Read Time:10 Minute, 1 Second
Askeri darbeler artık yöntem değiştirdi. Darbeler artık alacakaranlıkta henüz şafak sökmeden tankların stratejik binaları tutması, darbe bildirilerinin TV ve radyolarda okunması, hükümete el konulması, “önemli” kişilerin gözetim altına alınması biçiminde ve bir anda, çok kısa bir zaman içinde, sert, çıplak ve korkucu hareketlerle olmuyor. Şimdi darbeler biçim değiştirdi, zamana yayılmış bir süreç içinde gerçekleşiyor. Görüntüde her şey yerli yerinde duruyor; hükümet, meclis, partiler; ordu, tanklar, miğferli askerler ve diğerleri… Ama gerçeklikte değişen çok şey var…
Artık “tank paletlerinin” ürkütücü sesiyle uyanılmıyor. “Sivil kuvvetler”, “sivil toplum örgütleri”, andıçlanmış medya harekete geçiriliyor, hükümet üzerinde dozu ayarlanmış ve gün geçtikçe artırılan bir psikolojik savaş uygulanıyor. Bu sürecin politik alt yapısı sahte operasyonlar, şiddet eylemleriyle hazırlanıyor, devletin temelli korkuları bunlarla gündeme taşınıyor: “Vatan bölünüyor,”, “Laiklik elden gidiyor”, “laik ve zinde güçler zaman yitirmeden harekete geçmeli ve bu büyük tehlikelere karşı tavır almalı” nidaları yükseltiliyor, tam bir koro biçimde ve yürekleri teslim alacak düzeyde…

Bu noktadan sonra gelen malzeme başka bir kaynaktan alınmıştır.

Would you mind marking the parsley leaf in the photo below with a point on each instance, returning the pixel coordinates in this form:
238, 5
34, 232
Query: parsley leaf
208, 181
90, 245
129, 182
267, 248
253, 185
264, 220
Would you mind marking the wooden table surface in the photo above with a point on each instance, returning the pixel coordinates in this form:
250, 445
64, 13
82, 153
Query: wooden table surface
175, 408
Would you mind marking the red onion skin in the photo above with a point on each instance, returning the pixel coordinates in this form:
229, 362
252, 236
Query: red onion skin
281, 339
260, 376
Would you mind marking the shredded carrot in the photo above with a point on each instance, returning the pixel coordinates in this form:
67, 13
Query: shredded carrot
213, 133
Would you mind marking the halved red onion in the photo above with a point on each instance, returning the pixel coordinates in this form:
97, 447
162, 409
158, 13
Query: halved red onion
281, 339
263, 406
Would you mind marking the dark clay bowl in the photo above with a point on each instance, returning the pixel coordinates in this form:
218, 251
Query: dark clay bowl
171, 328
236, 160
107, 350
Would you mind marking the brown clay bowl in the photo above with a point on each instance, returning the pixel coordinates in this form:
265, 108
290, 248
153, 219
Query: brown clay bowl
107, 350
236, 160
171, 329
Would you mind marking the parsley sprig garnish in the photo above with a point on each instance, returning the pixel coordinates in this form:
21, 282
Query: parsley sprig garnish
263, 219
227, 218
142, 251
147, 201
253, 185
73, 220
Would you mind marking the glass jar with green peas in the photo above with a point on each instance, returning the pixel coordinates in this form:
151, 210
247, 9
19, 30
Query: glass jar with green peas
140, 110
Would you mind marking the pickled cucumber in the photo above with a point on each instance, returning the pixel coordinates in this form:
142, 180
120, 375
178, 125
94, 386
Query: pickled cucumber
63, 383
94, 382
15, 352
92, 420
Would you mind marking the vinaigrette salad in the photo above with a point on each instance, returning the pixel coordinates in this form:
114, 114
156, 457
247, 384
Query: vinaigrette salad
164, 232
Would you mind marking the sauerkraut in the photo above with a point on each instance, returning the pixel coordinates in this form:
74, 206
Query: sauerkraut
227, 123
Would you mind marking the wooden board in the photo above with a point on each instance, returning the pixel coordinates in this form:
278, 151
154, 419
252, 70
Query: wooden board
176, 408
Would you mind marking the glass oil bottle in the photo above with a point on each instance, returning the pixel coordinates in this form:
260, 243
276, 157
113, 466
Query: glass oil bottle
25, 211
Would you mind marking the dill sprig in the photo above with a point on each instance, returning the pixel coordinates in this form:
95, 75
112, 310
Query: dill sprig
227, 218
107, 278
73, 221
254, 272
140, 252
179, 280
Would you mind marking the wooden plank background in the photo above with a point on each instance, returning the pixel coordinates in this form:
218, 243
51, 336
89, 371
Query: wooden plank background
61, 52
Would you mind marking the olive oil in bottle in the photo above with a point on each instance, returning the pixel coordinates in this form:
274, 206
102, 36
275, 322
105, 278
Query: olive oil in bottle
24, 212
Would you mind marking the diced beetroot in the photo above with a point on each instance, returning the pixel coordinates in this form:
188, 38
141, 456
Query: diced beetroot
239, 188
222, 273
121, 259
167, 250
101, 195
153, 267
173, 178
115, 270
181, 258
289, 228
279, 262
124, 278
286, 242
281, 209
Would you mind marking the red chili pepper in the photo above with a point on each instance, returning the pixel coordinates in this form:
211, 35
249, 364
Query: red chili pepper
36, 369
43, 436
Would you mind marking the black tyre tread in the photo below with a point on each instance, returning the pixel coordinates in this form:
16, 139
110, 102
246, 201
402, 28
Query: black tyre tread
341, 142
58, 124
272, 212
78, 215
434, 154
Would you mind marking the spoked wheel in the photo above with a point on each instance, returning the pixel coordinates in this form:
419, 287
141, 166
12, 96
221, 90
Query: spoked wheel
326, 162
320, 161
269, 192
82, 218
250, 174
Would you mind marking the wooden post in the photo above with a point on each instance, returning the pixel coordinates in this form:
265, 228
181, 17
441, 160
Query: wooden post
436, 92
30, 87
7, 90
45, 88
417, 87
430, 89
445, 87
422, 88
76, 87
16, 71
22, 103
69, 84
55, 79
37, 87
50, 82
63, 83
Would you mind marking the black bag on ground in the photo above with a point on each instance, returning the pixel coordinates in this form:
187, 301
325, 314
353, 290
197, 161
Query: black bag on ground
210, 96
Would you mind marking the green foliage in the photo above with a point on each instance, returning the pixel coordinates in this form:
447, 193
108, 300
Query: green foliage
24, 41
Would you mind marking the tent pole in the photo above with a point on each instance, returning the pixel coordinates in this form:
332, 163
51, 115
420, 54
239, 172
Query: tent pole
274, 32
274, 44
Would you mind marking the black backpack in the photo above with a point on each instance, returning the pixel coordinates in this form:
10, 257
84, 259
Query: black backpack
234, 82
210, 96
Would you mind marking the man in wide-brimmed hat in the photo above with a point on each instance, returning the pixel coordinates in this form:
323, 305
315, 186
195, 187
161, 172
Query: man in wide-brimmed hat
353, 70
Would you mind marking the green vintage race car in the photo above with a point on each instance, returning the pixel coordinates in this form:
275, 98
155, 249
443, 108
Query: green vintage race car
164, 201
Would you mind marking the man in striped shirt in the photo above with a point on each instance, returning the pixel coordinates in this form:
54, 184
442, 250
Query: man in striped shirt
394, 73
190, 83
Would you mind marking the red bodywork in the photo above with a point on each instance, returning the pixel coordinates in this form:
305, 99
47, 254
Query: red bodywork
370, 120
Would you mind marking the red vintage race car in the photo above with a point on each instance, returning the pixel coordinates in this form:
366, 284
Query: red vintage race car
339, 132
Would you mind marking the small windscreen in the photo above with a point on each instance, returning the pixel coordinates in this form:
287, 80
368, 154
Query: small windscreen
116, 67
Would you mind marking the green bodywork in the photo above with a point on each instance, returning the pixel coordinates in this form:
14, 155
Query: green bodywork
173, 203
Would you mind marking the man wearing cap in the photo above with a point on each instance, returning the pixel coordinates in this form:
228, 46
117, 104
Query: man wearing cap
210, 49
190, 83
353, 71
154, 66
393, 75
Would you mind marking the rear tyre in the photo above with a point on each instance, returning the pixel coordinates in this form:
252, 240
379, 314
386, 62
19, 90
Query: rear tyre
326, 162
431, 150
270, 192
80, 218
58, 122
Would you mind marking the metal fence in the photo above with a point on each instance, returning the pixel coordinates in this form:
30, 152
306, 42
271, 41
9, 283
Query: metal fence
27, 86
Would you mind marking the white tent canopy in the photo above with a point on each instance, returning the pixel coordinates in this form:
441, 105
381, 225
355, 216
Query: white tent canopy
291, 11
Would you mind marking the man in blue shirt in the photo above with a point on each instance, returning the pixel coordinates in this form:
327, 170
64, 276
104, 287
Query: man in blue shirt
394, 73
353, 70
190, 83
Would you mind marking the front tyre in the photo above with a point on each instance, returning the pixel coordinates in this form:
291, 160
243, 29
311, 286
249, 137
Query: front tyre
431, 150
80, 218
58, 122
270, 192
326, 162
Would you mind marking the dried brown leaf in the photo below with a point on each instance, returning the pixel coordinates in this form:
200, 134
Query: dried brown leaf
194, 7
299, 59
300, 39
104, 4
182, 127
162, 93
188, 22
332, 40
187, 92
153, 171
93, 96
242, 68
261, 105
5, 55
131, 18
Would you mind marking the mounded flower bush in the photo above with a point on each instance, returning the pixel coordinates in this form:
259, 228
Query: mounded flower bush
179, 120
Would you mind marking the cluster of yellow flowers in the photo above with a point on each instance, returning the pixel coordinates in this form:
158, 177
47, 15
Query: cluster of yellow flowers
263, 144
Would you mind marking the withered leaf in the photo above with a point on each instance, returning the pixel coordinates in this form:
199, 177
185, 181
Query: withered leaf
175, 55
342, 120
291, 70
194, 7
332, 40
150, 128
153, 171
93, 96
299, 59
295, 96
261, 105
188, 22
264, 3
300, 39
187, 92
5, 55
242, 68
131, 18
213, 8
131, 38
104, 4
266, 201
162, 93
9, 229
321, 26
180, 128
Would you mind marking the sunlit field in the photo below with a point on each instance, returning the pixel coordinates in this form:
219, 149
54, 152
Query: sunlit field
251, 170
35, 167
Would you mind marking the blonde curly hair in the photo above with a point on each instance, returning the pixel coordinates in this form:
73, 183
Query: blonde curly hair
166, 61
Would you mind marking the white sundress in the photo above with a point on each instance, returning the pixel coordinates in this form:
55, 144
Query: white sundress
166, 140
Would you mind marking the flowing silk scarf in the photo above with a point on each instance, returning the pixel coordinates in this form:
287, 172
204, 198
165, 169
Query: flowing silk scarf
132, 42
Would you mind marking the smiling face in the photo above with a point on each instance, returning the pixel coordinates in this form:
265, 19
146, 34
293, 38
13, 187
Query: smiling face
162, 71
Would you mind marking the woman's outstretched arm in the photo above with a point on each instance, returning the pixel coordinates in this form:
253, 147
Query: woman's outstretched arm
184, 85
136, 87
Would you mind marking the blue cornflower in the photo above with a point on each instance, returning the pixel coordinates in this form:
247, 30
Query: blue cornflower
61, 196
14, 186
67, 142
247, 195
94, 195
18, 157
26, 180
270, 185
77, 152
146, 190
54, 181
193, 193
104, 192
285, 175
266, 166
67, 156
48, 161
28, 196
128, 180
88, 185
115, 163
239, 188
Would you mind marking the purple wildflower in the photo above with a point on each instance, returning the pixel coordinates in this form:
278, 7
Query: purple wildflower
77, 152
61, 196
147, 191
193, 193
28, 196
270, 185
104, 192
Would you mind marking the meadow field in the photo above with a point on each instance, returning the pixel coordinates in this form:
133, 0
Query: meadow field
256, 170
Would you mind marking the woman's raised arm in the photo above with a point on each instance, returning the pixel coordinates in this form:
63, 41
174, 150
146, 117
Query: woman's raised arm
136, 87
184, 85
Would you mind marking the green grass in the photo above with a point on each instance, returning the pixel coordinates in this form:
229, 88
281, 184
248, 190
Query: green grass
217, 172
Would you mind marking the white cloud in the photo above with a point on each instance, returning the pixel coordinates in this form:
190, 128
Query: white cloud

Bu sürecin başaktörü ve onun her düzeydeki kolları da hayli deneyimli, örgütlü, planlı ve güçlüdürler! Bu, aslında geçmişteki çıplak askeri darbelerin de başaktörüydü. Tarihi Cumhuriyetin tarihinden daha eskilere dayanır, Teşkilat-ı Mahsusa onun “iftarı medarıdır”! Kimi zamanlar o kadar pervasızlaştı ve kendinden geçti ki, kendini açığa vurmadan edemedi. Susurluk ve Şemdinli bunlardan sadece en çok bilinen ve tartışılanları oldu. Bu başaktör ve güç, Orduyu ve devleti yöneten özel savaş aygıtından başkası değildir. Buna “derin devlet”, “devletin çelik çekirdeği”, kontrgerilla da deniliyor. Adı ne konulursa konulsun dikkat edilmesi gereken temel bir nokta var. O da şu: Bu özel savaş aygıtı, Teşkilat-ı Mahsusa’ya kadar uzanan, Cumhuriyeti kuran ve o günden bu yana devleti yöneten, politikalarını belirleyen TC’nin özünden, beyni ve omurgasından başkası değildir. Cumhuriyet tarihi incelendiğinde, en temel dönemeç noktaları değerlendirildiğinde bu gerçeklik çok çarpıcı bir biçimde görülecektir… “Ülkesi ve milletiyle bölünmez bütün olan laik cumhuriyet” devletin resmi ideolojisidir, hem devleti ve toplumu yönetmede, hem de gerçek iktidar gücünü elde tutmada bu resmi ideoloji, bu değişmez program çok temel bir araçtır; sadece bir araç değil, amaçlaştırılan, kutsallık atfedilen bir din düzeyine de çıkarılan büyü, tapınılması gereken korkutucu bir tabudur da! Bu, ona çok büyük bir güç kazandırır, gücünü ve yönetme yeteneğini bilinenin, algılanabilenin ötelerine taşır…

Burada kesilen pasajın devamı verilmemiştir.